Si girò quel tanto che le bastò per guardarlo meglio. Era stata addestrata nelle migliori accademie, sapeva cosa aspettarsi da lui. Se si fosse mosso per avvicinarla, avrebbe reagito e non l’avrebbe lasciato fare, come con tutte le altre. Vittime, pensò. Ecco cosa siamo diventate agli occhi della gente. Semplicemente le vittime di un folle maniaco sadico e squilibrato. Eppure non doveva andare in questo modo. Da come mi guarda so che mi odia. Percepisco chiaramente la sua furia omicida. Dio mio, cosa abbiamo fatto…

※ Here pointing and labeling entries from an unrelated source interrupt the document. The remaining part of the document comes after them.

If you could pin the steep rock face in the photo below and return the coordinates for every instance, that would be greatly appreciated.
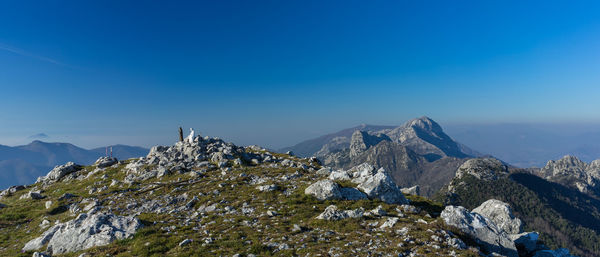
(482, 168)
(418, 152)
(572, 172)
(501, 214)
(486, 169)
(426, 137)
(490, 236)
(362, 140)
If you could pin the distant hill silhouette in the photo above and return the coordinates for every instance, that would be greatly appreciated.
(23, 164)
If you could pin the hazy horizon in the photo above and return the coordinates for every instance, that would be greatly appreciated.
(282, 72)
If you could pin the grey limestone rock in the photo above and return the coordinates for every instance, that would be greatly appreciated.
(85, 231)
(562, 252)
(483, 230)
(324, 190)
(350, 193)
(501, 214)
(414, 190)
(106, 161)
(332, 213)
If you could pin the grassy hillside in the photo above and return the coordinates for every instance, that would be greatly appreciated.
(240, 224)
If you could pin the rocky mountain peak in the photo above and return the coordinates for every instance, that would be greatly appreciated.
(362, 140)
(482, 168)
(424, 124)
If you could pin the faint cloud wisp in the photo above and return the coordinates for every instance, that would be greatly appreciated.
(28, 54)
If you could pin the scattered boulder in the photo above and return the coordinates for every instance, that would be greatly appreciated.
(332, 213)
(415, 190)
(339, 175)
(324, 190)
(106, 161)
(85, 231)
(483, 230)
(324, 171)
(501, 214)
(38, 254)
(267, 188)
(362, 172)
(185, 242)
(562, 252)
(11, 190)
(59, 172)
(390, 222)
(35, 195)
(381, 186)
(353, 194)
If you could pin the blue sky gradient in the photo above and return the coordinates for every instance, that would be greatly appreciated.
(276, 72)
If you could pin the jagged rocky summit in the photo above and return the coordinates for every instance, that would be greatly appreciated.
(206, 195)
(416, 153)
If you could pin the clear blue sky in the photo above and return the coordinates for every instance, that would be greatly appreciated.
(276, 72)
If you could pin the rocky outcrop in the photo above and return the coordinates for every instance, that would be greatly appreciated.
(333, 213)
(492, 238)
(324, 190)
(59, 172)
(11, 190)
(362, 140)
(501, 214)
(574, 173)
(86, 231)
(562, 252)
(416, 153)
(482, 168)
(372, 184)
(202, 154)
(381, 186)
(426, 137)
(414, 190)
(104, 162)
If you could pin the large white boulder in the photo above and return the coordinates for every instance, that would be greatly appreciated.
(332, 213)
(381, 186)
(86, 231)
(324, 190)
(483, 230)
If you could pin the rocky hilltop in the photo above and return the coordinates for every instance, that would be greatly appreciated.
(563, 216)
(205, 196)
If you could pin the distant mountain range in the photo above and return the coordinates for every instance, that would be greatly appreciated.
(23, 164)
(530, 145)
(418, 152)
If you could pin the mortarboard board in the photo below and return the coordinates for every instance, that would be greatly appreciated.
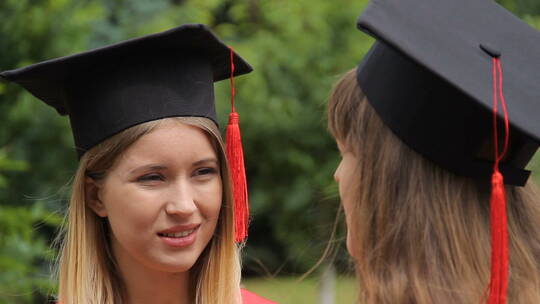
(107, 90)
(434, 75)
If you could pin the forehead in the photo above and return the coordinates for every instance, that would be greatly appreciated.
(169, 142)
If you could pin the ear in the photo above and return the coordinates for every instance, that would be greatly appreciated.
(91, 191)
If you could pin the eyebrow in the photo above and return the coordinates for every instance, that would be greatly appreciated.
(148, 167)
(162, 167)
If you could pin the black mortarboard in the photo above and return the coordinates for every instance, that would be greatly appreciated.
(429, 77)
(434, 77)
(109, 89)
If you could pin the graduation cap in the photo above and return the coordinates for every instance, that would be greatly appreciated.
(107, 90)
(435, 77)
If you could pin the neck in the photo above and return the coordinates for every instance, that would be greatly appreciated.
(146, 285)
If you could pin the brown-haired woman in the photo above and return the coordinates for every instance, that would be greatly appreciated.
(417, 157)
(151, 217)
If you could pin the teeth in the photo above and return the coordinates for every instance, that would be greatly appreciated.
(179, 234)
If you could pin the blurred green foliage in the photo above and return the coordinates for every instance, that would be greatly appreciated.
(298, 49)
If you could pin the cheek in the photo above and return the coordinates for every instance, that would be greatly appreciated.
(131, 212)
(209, 200)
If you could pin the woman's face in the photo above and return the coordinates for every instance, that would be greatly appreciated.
(345, 176)
(162, 198)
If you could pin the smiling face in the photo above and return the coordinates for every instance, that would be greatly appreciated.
(162, 198)
(346, 176)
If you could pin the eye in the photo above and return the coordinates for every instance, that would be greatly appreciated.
(151, 177)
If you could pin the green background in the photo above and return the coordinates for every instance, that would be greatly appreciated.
(298, 49)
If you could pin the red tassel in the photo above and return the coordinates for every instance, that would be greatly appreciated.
(498, 285)
(499, 242)
(235, 157)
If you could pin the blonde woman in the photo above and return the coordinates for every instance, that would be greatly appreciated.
(151, 215)
(420, 140)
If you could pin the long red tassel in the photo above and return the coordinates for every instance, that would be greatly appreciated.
(235, 156)
(498, 285)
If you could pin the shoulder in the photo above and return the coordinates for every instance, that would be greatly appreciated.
(249, 297)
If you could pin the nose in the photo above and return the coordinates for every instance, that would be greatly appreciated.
(180, 200)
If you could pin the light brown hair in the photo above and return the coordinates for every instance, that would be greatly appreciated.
(423, 232)
(86, 267)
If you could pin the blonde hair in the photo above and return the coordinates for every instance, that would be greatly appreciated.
(423, 233)
(86, 267)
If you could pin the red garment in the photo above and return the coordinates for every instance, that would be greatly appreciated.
(249, 297)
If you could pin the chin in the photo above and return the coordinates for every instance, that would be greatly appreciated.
(179, 262)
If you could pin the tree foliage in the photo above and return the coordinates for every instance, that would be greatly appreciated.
(298, 49)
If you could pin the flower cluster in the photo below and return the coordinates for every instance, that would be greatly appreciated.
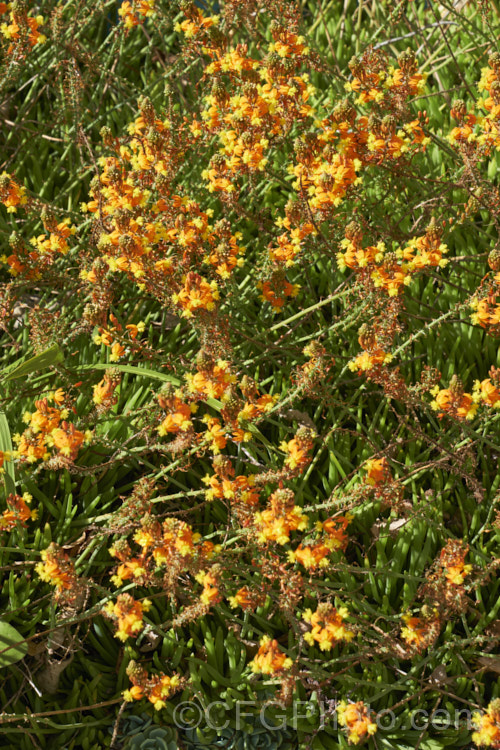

Guardò tristemente l’orizzonte limitato da una scura linea spessa e nera. Il profondo suono in lontananza della sirena di un peschereccio la ridestò. Ebbe paura. Sentì il suo fiato caldo e soffocante vicino ad un orecchio, mentre una mano le si insinuava decisa nell’impermeabile.

Non la spaventava sapere che tra breve sarebbe morta, ma il dolore, oh, quello sì, lo temeva. Sapeva che sarebbe stato molto doloroso. Sperava solo che durasse il meno possibile. Una lacrima le solcò il viso.